Not being nostalgic, but this movie classic is definitely scarier than any numbing gut drenching slasher films of today’s. A black and white, cinemascope (first 2.4: 1), film that demanded technical skills of light controls, camera works, and music co-ordination: no CGI, no handheld dizzy cam, no projectiles (lamps, china, books…), … Despite only four main actors in the entire film, it was more than sufficient to deliver a bone-chilling psycho-supernatural-suspense-horror film that will have you sitting on the edge of your seat, wondering if the shadows were solely Miss Giddens‘s (Deborah Kerr) creations, and nothing but pranks of two naughty, abandoned, brother, Miles (Martin Stephens), and sister, Flora(Pamela Franklin).

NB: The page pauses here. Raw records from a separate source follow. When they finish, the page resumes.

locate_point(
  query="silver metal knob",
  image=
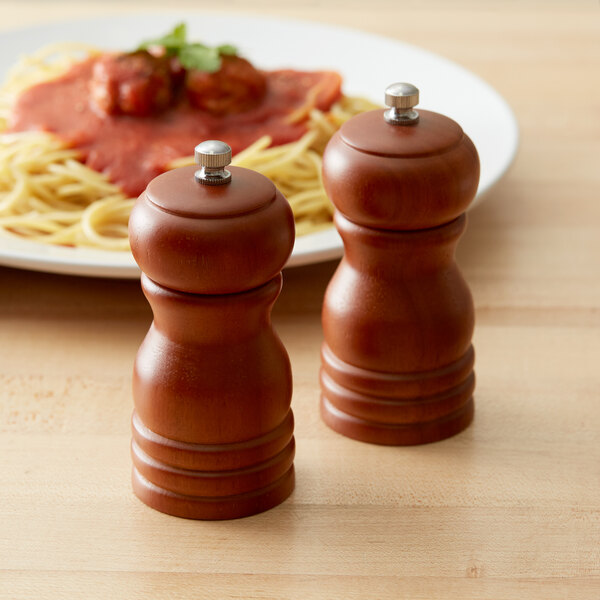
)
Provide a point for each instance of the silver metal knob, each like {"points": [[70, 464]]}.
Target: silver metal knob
{"points": [[401, 98], [212, 156]]}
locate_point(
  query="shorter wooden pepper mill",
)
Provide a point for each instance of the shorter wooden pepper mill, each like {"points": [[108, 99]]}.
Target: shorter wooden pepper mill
{"points": [[212, 384], [397, 360]]}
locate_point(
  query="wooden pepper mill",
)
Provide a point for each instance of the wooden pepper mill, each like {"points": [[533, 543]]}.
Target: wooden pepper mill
{"points": [[212, 384], [397, 360]]}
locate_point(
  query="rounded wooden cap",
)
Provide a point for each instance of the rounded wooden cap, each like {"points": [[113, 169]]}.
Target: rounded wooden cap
{"points": [[211, 239], [393, 176]]}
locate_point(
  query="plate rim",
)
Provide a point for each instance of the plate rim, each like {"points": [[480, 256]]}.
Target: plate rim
{"points": [[92, 262]]}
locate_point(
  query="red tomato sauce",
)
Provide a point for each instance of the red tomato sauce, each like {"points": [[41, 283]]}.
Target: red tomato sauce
{"points": [[132, 150]]}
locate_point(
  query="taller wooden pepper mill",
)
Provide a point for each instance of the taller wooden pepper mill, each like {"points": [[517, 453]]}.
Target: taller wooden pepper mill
{"points": [[212, 385], [397, 360]]}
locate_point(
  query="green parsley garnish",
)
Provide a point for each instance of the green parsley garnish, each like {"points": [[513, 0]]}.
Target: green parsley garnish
{"points": [[191, 55]]}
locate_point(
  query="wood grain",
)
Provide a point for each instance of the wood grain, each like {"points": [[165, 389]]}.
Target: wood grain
{"points": [[508, 509]]}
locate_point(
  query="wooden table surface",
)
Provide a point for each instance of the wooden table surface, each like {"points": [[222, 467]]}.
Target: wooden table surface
{"points": [[508, 509]]}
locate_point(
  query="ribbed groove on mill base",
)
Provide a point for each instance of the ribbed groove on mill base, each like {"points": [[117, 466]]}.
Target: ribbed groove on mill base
{"points": [[228, 507], [396, 435], [395, 408], [216, 481]]}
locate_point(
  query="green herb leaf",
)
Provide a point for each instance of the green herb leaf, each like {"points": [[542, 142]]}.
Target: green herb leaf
{"points": [[198, 56], [192, 56], [172, 41]]}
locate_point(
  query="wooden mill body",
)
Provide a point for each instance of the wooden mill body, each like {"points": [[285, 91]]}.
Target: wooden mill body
{"points": [[397, 359], [212, 385]]}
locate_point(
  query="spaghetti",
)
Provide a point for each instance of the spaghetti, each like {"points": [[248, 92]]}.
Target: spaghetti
{"points": [[48, 195]]}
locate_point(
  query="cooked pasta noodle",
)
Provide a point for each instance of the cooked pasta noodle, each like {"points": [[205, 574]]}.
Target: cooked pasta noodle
{"points": [[47, 195]]}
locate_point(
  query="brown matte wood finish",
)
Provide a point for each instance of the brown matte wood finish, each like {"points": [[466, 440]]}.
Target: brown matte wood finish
{"points": [[397, 359], [212, 384]]}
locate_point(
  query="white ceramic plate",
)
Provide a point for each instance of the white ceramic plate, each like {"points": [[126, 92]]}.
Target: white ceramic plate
{"points": [[368, 63]]}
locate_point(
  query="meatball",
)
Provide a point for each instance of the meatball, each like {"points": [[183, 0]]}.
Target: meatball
{"points": [[135, 83], [236, 87]]}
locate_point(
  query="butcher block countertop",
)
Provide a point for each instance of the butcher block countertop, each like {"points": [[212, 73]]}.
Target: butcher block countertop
{"points": [[508, 509]]}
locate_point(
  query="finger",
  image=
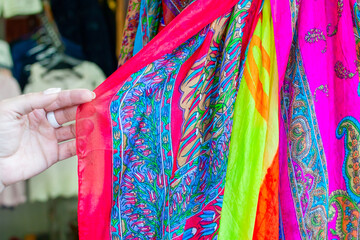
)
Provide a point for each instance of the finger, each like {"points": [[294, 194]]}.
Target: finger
{"points": [[65, 133], [70, 98], [67, 149], [65, 115]]}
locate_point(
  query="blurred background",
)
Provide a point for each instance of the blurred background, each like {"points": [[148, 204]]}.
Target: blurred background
{"points": [[45, 44]]}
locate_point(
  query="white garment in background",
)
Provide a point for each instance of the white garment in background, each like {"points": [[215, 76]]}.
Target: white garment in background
{"points": [[14, 194], [11, 8], [60, 180]]}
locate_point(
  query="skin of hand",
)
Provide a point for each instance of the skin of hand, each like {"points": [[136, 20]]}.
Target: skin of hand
{"points": [[28, 143]]}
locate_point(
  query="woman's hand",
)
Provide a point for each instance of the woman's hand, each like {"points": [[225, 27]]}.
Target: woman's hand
{"points": [[28, 143]]}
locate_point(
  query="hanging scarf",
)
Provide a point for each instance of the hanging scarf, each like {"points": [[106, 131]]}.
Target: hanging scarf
{"points": [[153, 146]]}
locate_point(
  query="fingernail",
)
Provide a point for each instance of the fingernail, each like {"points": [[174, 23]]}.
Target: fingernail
{"points": [[52, 90]]}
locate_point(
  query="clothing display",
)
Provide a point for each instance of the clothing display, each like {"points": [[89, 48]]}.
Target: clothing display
{"points": [[61, 179], [14, 194], [11, 8], [82, 22], [85, 75], [280, 79]]}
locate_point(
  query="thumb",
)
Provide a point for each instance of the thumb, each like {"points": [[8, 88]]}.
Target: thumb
{"points": [[27, 103]]}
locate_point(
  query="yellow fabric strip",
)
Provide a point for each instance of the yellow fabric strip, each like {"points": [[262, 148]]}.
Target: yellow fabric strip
{"points": [[254, 138]]}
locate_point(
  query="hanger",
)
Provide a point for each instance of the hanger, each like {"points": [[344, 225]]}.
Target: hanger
{"points": [[59, 60]]}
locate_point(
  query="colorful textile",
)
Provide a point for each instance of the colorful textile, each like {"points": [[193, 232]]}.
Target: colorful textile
{"points": [[171, 119], [130, 28], [320, 125], [175, 146], [254, 138]]}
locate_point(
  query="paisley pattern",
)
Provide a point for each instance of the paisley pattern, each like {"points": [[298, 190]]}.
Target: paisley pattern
{"points": [[346, 214], [349, 128], [342, 72], [316, 35], [142, 168], [131, 24], [344, 205], [306, 160], [160, 192], [331, 29]]}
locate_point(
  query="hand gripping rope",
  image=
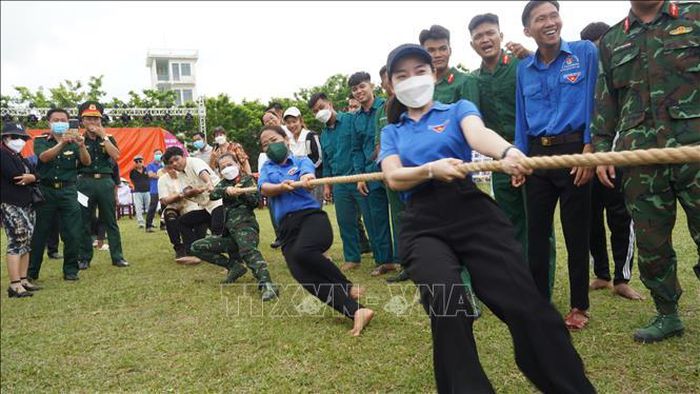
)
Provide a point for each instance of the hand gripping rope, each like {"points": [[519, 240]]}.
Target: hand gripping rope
{"points": [[685, 154]]}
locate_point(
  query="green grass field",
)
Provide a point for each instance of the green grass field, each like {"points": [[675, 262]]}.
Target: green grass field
{"points": [[158, 326]]}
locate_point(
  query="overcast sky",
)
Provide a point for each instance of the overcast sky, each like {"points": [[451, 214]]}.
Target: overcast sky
{"points": [[252, 50]]}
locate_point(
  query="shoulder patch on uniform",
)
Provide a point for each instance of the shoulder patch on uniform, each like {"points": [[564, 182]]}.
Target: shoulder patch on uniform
{"points": [[680, 30], [623, 46]]}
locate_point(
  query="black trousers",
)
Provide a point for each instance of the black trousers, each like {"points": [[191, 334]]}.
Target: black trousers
{"points": [[544, 189], [52, 239], [448, 226], [305, 236], [97, 228], [612, 201], [150, 215], [172, 227], [193, 225]]}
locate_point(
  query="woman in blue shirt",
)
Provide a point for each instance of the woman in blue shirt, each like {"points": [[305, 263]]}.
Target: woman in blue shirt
{"points": [[449, 223], [305, 231]]}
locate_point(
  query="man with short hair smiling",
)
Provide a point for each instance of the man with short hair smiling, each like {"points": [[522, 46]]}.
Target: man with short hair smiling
{"points": [[373, 203], [554, 104], [496, 80], [58, 155], [95, 181], [452, 84]]}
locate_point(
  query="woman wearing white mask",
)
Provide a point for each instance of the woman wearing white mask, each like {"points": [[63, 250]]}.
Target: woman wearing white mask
{"points": [[305, 142], [241, 240], [18, 216], [224, 146], [449, 223]]}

The story took place in the Victorian period, where religion and moral were upheld and chastened. Miss Gidden is applying for a governess position, interviewed by an uncle(Michael Redgrave), who took in a niece and nephew after their parents’ death. At the uncle insistence, Miss Gidden acquiesces, and accepts the request that under no circumstances that he will not be contacted.

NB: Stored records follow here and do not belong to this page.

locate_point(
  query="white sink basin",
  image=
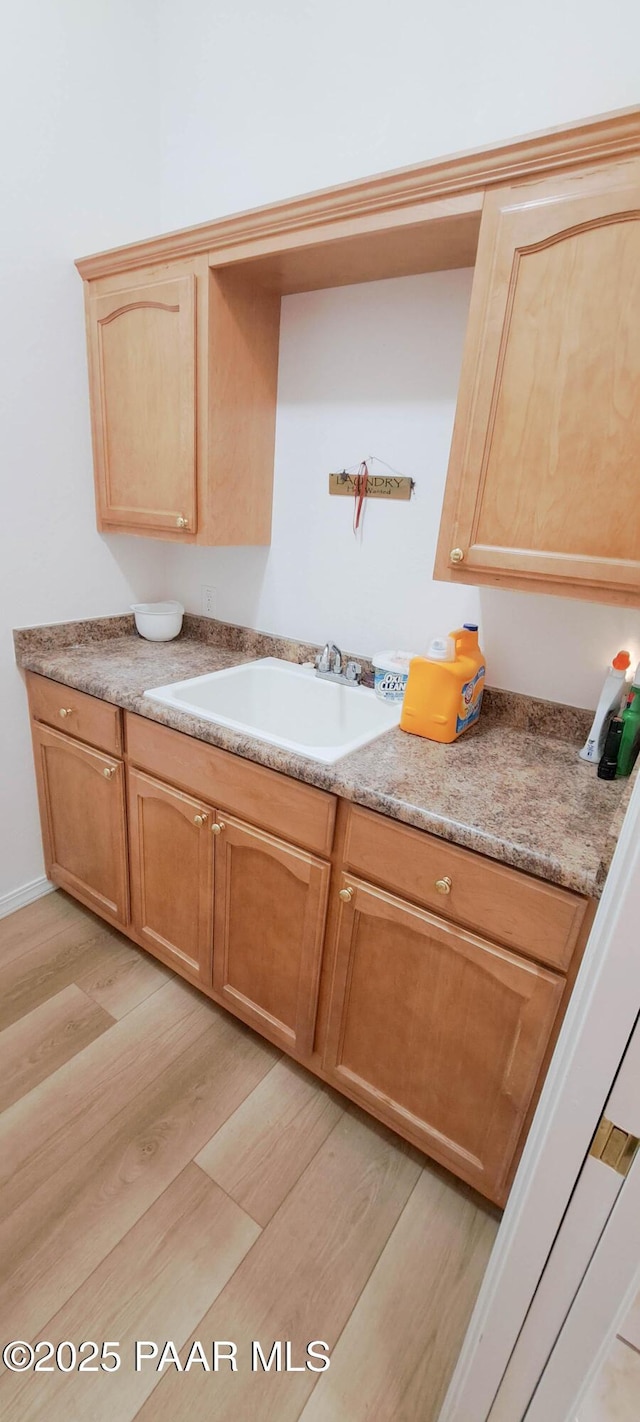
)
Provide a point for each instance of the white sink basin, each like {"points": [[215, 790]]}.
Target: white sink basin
{"points": [[286, 706]]}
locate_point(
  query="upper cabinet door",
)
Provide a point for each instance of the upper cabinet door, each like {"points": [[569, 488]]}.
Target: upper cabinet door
{"points": [[544, 485], [144, 405]]}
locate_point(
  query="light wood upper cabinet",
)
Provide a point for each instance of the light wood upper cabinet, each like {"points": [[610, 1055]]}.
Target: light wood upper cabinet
{"points": [[182, 376], [544, 484], [81, 798], [269, 926], [441, 1033], [172, 875], [142, 360]]}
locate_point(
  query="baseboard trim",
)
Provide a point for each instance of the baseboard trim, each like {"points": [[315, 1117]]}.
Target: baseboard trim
{"points": [[19, 897]]}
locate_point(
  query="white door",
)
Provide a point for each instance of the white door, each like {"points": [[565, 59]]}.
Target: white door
{"points": [[494, 1368], [559, 1351]]}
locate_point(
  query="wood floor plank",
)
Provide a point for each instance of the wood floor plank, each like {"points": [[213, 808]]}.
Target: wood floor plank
{"points": [[32, 977], [40, 923], [157, 1284], [263, 1148], [37, 1044], [53, 1242], [123, 977], [40, 1132], [300, 1280], [397, 1353]]}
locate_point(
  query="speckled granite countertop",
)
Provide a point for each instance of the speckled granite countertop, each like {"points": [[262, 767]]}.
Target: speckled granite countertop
{"points": [[511, 788]]}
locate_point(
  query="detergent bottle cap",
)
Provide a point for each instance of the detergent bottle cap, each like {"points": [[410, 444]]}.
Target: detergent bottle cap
{"points": [[441, 649]]}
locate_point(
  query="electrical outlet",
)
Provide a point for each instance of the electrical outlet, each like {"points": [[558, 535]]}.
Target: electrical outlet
{"points": [[209, 596]]}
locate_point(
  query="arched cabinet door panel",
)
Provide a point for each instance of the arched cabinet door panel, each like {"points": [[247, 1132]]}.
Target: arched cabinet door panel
{"points": [[544, 485], [172, 875], [437, 1031], [81, 795], [142, 347], [269, 926]]}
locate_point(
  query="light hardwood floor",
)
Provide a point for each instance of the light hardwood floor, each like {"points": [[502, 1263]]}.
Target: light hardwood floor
{"points": [[168, 1175]]}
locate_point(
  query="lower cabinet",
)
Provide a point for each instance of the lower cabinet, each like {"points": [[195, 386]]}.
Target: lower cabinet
{"points": [[269, 925], [229, 906], [172, 875], [441, 1033], [81, 797], [438, 1031]]}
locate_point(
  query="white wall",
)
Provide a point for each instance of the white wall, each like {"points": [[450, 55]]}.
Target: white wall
{"points": [[313, 94], [123, 120], [374, 369], [78, 171]]}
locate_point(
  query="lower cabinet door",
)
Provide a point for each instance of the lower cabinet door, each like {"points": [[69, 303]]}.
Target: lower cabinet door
{"points": [[172, 875], [269, 926], [84, 824], [440, 1033]]}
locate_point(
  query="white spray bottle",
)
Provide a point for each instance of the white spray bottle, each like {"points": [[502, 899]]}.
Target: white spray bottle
{"points": [[612, 697]]}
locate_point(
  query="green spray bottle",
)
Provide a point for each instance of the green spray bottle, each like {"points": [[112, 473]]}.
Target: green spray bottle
{"points": [[630, 737]]}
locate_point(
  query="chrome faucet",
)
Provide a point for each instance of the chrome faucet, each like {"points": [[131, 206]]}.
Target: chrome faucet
{"points": [[330, 664]]}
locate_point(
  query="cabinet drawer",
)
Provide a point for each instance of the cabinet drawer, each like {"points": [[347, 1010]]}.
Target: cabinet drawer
{"points": [[494, 900], [87, 718], [266, 798]]}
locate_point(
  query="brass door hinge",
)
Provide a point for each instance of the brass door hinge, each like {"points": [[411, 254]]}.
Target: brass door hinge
{"points": [[615, 1146]]}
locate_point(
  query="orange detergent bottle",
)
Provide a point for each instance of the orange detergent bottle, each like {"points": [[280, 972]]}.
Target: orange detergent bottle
{"points": [[444, 688]]}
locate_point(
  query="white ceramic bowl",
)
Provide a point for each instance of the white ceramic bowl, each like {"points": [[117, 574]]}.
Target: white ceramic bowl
{"points": [[158, 622]]}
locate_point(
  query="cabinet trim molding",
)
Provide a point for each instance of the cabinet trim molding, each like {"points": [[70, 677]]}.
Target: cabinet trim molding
{"points": [[383, 196]]}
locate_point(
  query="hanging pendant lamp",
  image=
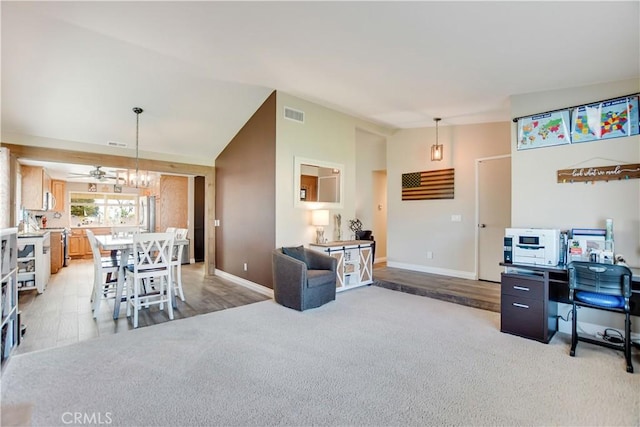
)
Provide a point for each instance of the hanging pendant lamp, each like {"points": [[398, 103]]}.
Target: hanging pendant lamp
{"points": [[437, 149]]}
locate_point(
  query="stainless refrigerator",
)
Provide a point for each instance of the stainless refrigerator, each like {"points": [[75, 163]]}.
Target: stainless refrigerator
{"points": [[147, 213]]}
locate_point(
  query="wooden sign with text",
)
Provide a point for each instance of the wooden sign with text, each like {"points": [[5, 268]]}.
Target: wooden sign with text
{"points": [[599, 173]]}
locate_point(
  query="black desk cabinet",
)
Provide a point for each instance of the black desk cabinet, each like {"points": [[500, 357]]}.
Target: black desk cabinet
{"points": [[526, 309]]}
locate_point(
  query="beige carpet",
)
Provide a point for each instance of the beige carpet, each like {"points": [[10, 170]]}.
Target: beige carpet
{"points": [[372, 357]]}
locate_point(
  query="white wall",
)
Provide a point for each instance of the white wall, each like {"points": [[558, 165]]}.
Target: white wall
{"points": [[328, 136], [418, 226], [371, 155], [5, 176], [539, 201]]}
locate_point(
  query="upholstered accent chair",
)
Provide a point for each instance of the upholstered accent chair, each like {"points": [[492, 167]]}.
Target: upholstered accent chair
{"points": [[303, 278]]}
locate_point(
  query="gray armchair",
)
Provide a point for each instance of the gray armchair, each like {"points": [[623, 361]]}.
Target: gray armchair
{"points": [[303, 279]]}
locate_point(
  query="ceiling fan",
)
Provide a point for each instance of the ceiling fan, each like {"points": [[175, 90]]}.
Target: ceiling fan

A carriage carries Miss. Gidden to an old mansion with lake, gazebo, and acres of parkland landscaped with trees, foliage, and flowers … the sight is too much for her to take in. As enchanting and big as the place is, it is also isolated and desolated, with quiet resonance of songs and murmurs echoes in the air. As Miss Giddens walks to the house through the path that overlooks the lake, the camera takes a POV of Miss Gidden seeing the broad landscape, as she arrives at the gazebo, she sees a reflection on the lake, floating white dress: Flora.
The mansion is big, but only a few inhabitants: cook, maid, Mrs. Grose(Megs Jenkins) and the kids, Miss Gidden is awed by the grandeur of the house, one that’s beyond her imagination. She happily settles in. Upon receiving a letter from Miles’s school headmaster, she learns that he has been expelled. Miles returns and Flora cannot contain her excitement. Miss Gidden must deal with Miles’s behavioural problems, which was the cause of his dismissal.

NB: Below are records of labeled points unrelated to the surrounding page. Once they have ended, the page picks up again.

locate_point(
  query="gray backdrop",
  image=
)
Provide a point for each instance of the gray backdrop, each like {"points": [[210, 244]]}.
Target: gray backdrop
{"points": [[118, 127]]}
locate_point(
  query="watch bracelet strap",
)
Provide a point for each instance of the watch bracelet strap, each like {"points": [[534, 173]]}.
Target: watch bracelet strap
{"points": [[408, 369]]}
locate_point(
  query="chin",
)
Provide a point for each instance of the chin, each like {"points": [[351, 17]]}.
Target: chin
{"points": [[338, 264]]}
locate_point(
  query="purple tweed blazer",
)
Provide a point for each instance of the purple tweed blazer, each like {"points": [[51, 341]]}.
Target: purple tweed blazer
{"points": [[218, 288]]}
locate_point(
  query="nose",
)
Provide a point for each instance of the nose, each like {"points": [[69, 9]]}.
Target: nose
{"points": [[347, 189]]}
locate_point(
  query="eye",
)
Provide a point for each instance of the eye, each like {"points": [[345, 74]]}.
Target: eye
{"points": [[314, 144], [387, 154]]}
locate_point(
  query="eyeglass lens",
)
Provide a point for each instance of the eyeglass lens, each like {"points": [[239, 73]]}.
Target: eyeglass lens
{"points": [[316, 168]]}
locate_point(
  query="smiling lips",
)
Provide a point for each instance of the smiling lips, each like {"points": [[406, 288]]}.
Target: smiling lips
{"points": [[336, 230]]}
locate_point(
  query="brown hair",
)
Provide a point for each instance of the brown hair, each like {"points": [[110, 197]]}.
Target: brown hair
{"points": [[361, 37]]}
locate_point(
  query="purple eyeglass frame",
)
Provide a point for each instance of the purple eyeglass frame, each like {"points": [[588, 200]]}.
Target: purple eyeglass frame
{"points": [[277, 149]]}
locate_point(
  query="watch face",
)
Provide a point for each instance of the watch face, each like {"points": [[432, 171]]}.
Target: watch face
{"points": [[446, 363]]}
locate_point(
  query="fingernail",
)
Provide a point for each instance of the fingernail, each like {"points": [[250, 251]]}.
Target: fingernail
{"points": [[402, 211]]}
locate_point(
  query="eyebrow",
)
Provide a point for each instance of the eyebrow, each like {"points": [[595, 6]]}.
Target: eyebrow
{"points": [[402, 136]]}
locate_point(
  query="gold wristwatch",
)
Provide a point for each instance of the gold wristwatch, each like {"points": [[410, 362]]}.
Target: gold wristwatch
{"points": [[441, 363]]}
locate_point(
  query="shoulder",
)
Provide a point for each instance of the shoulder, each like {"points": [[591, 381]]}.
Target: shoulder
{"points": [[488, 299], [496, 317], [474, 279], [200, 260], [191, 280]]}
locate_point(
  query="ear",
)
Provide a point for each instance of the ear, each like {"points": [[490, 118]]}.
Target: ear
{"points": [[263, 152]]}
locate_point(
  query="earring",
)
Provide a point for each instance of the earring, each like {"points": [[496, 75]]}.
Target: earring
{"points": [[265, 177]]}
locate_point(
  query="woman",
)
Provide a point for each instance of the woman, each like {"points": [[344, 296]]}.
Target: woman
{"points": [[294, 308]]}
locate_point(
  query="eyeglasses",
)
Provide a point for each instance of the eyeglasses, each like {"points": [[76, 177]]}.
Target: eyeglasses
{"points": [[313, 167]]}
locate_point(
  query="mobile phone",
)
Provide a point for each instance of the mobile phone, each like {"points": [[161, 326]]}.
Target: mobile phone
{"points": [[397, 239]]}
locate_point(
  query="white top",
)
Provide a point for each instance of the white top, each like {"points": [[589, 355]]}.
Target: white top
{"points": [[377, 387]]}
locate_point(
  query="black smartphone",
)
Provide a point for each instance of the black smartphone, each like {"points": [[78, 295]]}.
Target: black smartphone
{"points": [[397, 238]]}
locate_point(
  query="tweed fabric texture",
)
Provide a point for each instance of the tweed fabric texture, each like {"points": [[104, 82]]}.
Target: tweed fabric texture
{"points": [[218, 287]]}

As with any country houses, gossips are abundant. First, Miss Gidden finds out the last governess, Miss Jessol(Clytie Jessop), committed suicide, and there once lived a footman, who was a cruel abuser and a drunk. One night he laid dead at the doorsteps, and young Miles found him; Miles admires Peter Quint(Peter Wyngarde). Miss Gidden believes the children are possessed by these uncleaned soul of the netherworld, and she must rid of them for the children sake, and not just with prayers but actions. She doesn’t even want the vicar’s helps.
Although the story is nothing new for us now, the reason you will want to watch this is because of its style, atmosphere, and characters, especially with Kerr’s Miss Gidden.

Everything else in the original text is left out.